Fearing the devil, the townspeople buried him in an unmarked grave.
Johnson's recorded legacy supposedly refers to his deal with the devil in "Crossroads Blues", "Me and the Devil Blues" and "Hellhounds On My Trail".
A more likely explanation for Johnson's tremendous guitar prowess was probably a magical ritual known as "practice" as well as help from a guitar tutor, one Ike Zinneman (an unrecorded bluesman known for practicing in the local cemetery, sitting on gravestones). But the sold his soul legend persists to this day.
Part II: The Satanic 60's
When rock 'n' roll appeared in the 1950's, and its effect on teens became known, it was only natural that it would be derided as the Devil's music as well. It was also attacked as decadent, dangerous, immoral, obscene, and even part of a Communist think tank's psych-op assault on the West. Rock music was one of the first cultural movements in America that was somewhat colorblind as well; white musicians covered black songwriters, black musicians covered white ones. White kids bought records by black musicians, which alarmed fundamentalist, segregationist elements in society. Many forces aligned in the late 50's to end the menace before it could get out of hand. So Elvis was drafted, Chuck Berry arrested, Jerry Lee Lewis blackballed. Eddie Cochrane and Buddy Holly were killed in accidents, Little Richard became a preacher. By the early 60's, rock was, for all intents and purposes, dead. Gone with it were the hip shaking, dancing, shaking, and partying the Devil commanded.

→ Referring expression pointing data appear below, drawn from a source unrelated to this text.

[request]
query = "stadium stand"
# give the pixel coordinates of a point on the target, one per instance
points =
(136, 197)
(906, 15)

It was a short-lived victory for the legions of decency. The Beatles rolled into town in 1964, and worse, so did the Rolling Stones and Animals. The British Invasion was also greeted with accusations of communist plot and devil's music, but it was too big to stop. Also too big was the demographic who listened to it, the first Baby Boomers to reach adulthood. The enormous demographic swing of the 1960's saw an unprecedented number of young people reach prime record buying age.
The 60's were a time of reckless experimentation and fads. Drugs became a significant component of white suburban life for the very first time, as youth experimented with pot and LSD. The drug experience, coupled with a new political awareness thanks largely to the Vietnam War and the Civil Rights movement, helped create a new underground youth movement, which popularly came to be known as the counterculture, egged on by the Turn On, Tune In, Drop Out and Never Trust Anyone Over Thirty philosophies of the day.